Results: Immunohistochemistry revealed macrophage numbers continually increased for 8 weeks in the OES TEVG (0.44±0.38 x103/ mm2 vs. 1.09±0.70 x103/mm2, 4 vs. 8 weeks, p<0.001), but peaked at 4 weeks for the IES TEVG (1.01±0.53 x103/mm2 vs. 0.84±0.55 x103/ mm2, p=0.02).

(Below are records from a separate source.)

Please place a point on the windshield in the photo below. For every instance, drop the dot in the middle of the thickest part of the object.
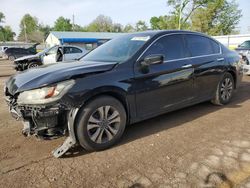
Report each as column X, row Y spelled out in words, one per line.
column 245, row 44
column 45, row 51
column 118, row 50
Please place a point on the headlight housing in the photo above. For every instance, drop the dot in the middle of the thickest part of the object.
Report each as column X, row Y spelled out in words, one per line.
column 46, row 94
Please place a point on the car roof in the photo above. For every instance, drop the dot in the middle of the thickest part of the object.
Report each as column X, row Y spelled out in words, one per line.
column 162, row 32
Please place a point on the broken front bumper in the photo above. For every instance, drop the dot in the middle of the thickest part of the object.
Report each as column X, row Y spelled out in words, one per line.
column 46, row 121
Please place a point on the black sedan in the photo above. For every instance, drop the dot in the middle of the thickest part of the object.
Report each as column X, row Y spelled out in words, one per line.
column 126, row 80
column 244, row 50
column 13, row 53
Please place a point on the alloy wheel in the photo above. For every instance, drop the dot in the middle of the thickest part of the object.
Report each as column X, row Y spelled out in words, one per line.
column 226, row 89
column 33, row 66
column 103, row 125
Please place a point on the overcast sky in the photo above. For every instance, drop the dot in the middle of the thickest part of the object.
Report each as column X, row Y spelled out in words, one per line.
column 128, row 11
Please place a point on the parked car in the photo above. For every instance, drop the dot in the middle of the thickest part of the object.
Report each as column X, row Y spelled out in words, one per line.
column 244, row 50
column 2, row 49
column 126, row 80
column 54, row 54
column 13, row 53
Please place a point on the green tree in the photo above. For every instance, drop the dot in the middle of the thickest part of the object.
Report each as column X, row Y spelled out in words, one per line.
column 165, row 22
column 45, row 29
column 117, row 28
column 101, row 24
column 141, row 26
column 129, row 28
column 183, row 10
column 6, row 34
column 2, row 17
column 220, row 17
column 62, row 24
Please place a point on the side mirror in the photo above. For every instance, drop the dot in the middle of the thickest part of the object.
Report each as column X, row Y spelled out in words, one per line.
column 152, row 60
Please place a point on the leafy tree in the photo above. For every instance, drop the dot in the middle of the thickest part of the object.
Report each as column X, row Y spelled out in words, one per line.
column 45, row 29
column 2, row 17
column 165, row 22
column 6, row 34
column 62, row 24
column 117, row 28
column 28, row 24
column 220, row 17
column 129, row 28
column 141, row 26
column 183, row 10
column 101, row 24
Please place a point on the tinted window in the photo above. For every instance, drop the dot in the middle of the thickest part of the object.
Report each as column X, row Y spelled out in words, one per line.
column 118, row 49
column 215, row 46
column 172, row 47
column 71, row 50
column 245, row 44
column 199, row 45
column 52, row 50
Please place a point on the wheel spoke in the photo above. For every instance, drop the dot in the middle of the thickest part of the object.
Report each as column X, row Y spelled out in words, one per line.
column 95, row 135
column 109, row 135
column 115, row 120
column 114, row 115
column 93, row 120
column 106, row 111
column 99, row 139
column 223, row 95
column 112, row 130
column 101, row 112
column 92, row 126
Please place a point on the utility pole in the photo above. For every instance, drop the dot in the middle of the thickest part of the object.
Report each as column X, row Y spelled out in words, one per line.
column 73, row 22
column 180, row 16
column 25, row 32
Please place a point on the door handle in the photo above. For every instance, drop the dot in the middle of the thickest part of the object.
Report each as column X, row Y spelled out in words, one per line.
column 221, row 59
column 187, row 66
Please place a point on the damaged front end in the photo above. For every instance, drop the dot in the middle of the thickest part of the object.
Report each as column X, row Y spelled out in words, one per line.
column 42, row 115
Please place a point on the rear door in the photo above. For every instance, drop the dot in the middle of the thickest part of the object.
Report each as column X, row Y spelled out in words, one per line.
column 50, row 56
column 208, row 64
column 71, row 53
column 167, row 85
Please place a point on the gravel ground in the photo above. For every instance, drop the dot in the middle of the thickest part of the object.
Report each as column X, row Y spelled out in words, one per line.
column 200, row 146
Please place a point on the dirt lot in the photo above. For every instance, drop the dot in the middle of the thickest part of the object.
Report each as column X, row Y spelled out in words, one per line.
column 200, row 146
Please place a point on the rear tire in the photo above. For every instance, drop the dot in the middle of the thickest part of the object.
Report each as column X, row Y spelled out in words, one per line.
column 33, row 65
column 224, row 90
column 11, row 58
column 101, row 123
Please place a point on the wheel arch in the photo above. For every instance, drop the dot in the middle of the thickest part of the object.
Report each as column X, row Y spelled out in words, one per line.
column 233, row 73
column 114, row 92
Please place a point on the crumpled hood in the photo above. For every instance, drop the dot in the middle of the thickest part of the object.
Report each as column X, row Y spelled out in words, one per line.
column 46, row 75
column 27, row 57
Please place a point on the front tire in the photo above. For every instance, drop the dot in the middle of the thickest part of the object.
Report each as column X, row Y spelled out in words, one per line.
column 224, row 90
column 100, row 123
column 33, row 65
column 11, row 58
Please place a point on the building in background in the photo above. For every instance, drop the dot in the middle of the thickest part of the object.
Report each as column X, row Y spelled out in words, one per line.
column 232, row 41
column 87, row 40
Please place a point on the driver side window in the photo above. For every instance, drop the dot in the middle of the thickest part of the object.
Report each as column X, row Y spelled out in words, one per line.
column 52, row 50
column 171, row 47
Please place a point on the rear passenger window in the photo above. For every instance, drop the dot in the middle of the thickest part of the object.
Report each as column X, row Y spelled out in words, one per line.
column 215, row 46
column 71, row 50
column 199, row 45
column 172, row 47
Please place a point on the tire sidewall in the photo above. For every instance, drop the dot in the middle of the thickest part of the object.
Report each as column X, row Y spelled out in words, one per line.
column 29, row 66
column 84, row 115
column 226, row 75
column 11, row 58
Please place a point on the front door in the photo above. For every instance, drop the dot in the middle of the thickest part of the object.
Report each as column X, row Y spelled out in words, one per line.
column 50, row 56
column 167, row 85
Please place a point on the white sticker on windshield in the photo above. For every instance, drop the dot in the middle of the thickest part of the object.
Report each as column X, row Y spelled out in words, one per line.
column 141, row 38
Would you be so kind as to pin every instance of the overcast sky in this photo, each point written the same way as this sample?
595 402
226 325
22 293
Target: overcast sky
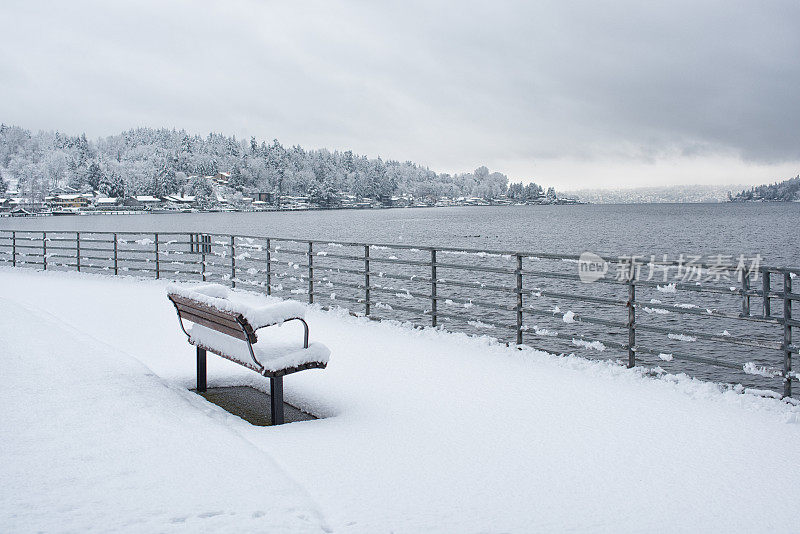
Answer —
571 94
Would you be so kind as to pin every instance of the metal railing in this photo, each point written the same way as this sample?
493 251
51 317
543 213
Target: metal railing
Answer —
529 298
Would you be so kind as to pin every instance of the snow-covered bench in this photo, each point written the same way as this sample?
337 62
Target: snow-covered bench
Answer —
225 323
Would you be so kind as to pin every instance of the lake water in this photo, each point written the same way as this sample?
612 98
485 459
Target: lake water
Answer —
771 230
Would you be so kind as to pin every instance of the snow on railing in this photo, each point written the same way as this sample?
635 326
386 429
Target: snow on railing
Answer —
476 291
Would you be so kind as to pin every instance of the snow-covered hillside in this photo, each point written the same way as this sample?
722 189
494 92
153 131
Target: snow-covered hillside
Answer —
423 431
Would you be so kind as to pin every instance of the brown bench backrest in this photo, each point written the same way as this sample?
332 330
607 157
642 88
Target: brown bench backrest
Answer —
230 323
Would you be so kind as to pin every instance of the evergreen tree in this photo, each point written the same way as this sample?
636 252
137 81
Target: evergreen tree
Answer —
94 176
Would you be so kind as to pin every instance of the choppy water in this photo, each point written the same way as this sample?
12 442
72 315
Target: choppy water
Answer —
769 230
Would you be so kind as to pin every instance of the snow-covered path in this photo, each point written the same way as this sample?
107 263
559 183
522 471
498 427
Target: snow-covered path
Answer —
425 432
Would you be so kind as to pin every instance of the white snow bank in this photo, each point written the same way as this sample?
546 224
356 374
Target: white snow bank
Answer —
426 431
96 442
225 299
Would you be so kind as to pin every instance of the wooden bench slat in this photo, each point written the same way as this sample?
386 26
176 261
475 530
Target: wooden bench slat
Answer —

In addition, only M1 macrophages continually increased in the OES TEVG (0.35±0.39x103/mm2 vs. 0.77±0.61x103/mm2, p<0.001), whereas, they peaked at 4 weeks in the IES TEVG (0.70±0.37x103/mm2 vs. 0.52±0.41x103/mm2, p=0.015). M2 macrophages in both grafts were similar between 4 and 8 weeks. RT-PCR also reflected these results. Polarizing microscope images showed that the OES TEVG displayed less collagen content than the IES TEVG (%area: 2.9±1.6% vs. 7.3±3.9%, p=0.019). In the OES TEVG, the majority of collagen changed from type III (immature) at 4 weeks to type I (mature) at 8 weeks (type I vs III; 0.4±0.4% vs. 1.5±1.4%, p=0.29 at 4 weeks, 2.8±1.5% vs. 0.2±0.1%, p<0.001 at 8 weeks).However, the majority in the IES Graft was already type I by 4 weeks (2.5±1.5% vs. 1.0±0.5%, p=0.09 at 4 weeks, 6.5±3.9% vs. 0.8±1.1%, p<0.001 at 8 weeks). Conclusions: IES TEVGs turned off inflammation reaction in a shorter time and promoted more ECM formation than OES TEVGs. Transmural macrophage migration is possibly the primary cell population that promotes ECM formation.